Dei pochi titoli recuperati al festival di Rotterdam, quello che ho amato di più è il sorprendente "L'ombre des femmes" di Philippe Garrel.Ascetico, essenziale, fluido e raccolto, intriso di vita e menzogna, come se una non potesse fare a meno dell'altra. Garrel ormai gira piccoli (grandi) film che durano poco più di un'ora ma potrebbero durarne anche venti: non cambierebbe assolutamente nulla. Il suo cinema freme, tentenna, soffre, esattamente come un organismo vivente. La sua macchina da presa scrive attraverso le emozioni da cui è sorprendentemente posseduta.
Non c'è mai un ritardo del cinema sulla vita, ma una simultaneità tale da emanare una spontaneità, una freschezza, una sincerità che commuovono. Garrel è (ed è sempre stato) libero, già nel mondo, tra cose e persone...un uomo, una donna, nient'altro che una sfumatura, un gemito...poi un'altra donna che si dissolve - o meglio ancora, scompare dal film - come fosse l'istante chiave di un tracciato impossibile.

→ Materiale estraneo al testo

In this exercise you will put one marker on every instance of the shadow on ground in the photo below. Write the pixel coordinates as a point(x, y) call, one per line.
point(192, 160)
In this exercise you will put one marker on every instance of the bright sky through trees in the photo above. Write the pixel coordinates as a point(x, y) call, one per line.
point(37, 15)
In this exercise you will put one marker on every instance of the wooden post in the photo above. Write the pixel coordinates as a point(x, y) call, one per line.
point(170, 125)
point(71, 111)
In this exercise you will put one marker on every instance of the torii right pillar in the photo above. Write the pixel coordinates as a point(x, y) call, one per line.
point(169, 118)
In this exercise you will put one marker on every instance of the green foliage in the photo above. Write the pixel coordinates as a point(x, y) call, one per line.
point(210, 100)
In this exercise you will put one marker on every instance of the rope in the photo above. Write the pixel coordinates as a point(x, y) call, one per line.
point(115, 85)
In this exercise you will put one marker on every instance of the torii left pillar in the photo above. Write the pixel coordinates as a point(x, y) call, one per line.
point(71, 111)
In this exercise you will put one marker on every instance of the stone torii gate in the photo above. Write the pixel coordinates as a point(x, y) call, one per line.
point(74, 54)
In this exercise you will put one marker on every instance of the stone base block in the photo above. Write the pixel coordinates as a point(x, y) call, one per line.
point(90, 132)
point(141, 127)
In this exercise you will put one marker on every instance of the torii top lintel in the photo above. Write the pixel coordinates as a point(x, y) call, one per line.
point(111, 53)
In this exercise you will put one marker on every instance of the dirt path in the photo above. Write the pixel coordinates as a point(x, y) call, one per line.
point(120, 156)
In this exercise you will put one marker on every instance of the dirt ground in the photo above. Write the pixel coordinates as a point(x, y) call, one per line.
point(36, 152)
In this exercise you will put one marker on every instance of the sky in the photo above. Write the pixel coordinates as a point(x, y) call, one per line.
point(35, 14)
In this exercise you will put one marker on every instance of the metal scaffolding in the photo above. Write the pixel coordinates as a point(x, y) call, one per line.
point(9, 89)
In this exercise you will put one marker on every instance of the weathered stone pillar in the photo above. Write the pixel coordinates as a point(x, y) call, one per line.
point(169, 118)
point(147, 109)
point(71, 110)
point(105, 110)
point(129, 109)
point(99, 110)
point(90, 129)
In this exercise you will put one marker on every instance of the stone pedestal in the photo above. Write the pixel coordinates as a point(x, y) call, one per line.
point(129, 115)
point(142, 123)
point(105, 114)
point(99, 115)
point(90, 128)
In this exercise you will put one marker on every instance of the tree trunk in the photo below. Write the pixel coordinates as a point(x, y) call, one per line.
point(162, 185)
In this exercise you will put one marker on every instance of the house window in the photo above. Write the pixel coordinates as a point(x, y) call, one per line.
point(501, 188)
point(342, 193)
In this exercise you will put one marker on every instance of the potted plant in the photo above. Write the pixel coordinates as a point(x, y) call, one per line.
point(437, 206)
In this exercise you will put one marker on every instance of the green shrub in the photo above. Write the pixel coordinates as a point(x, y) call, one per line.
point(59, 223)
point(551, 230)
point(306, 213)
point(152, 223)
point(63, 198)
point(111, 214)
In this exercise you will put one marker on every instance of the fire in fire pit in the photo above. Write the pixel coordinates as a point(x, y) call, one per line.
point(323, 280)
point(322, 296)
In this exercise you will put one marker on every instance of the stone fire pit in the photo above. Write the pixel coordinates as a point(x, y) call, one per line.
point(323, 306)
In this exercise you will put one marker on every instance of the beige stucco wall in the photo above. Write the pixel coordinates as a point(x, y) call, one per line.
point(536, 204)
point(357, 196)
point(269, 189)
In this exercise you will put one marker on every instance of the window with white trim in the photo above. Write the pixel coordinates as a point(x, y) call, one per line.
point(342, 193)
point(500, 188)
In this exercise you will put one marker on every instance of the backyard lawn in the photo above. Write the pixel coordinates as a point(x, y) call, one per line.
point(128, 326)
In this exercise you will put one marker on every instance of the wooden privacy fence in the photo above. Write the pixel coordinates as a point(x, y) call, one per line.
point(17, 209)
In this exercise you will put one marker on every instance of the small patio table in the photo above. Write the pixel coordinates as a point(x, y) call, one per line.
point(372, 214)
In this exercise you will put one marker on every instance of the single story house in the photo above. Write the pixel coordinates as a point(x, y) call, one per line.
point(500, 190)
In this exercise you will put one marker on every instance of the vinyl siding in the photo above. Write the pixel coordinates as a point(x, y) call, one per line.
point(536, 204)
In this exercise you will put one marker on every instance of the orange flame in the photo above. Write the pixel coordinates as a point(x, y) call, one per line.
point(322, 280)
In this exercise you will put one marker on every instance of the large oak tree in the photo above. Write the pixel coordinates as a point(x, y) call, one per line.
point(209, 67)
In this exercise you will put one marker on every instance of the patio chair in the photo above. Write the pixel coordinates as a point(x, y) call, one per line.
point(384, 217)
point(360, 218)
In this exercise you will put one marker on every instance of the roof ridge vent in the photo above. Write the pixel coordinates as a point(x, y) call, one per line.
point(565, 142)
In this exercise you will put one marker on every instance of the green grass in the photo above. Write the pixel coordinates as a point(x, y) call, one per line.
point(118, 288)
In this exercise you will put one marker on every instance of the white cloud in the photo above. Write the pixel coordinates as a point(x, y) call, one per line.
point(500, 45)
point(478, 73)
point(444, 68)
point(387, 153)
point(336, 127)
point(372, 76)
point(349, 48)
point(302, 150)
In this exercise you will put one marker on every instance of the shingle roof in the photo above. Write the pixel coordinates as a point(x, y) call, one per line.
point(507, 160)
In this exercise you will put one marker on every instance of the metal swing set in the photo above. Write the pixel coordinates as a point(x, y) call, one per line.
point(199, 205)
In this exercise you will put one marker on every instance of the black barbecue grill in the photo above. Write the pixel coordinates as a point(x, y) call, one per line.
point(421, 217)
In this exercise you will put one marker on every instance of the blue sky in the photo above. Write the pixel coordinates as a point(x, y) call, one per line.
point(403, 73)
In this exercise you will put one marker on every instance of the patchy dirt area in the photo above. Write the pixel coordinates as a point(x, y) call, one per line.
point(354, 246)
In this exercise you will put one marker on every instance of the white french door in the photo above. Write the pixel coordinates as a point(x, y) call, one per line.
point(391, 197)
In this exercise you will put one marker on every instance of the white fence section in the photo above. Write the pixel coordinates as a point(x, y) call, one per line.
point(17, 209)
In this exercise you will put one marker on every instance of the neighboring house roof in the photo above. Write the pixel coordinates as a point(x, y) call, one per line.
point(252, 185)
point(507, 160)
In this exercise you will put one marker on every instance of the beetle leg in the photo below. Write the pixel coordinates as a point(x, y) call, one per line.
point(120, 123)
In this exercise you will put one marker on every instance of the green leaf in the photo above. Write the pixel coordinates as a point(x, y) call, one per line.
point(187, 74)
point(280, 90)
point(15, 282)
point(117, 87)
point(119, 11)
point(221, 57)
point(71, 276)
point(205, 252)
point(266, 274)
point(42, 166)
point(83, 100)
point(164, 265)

Momenti di un cinema che pare sempre più "fatto in casa", nei ritagli di tempo, pronto a catturare e amare tutto ciò che passa sotto il suo occhio. Tasselli, piccole parti di percorsi esistenziali che non sai mai dove finiranno: un film sempre al presente, completamente disinteressato a passato e futuro (che sono ombre, fantasmi, inutili fantasticherie), capace di rifiutare qualsiasi intellettualismo per gettarsi pienamente nel suo fiero, gentile bianco e nero (come l'ultimo battito cardiaco di una nouvelle vague più viva che mai).
E alla fine ti trovi perso tra le piccole cose della vita, pronto a ricordare le infinite strade parallele che non hai mai percorso. Tutto semplicemente accade, se ne va e ritorna, come un sussulto che si erge a voce gioiosa, sublime attimo d'incanto, in uno dei più bei finali del suo cinema.
Un sorriso che è un istante, eppur rimane incorniciato nel tempo.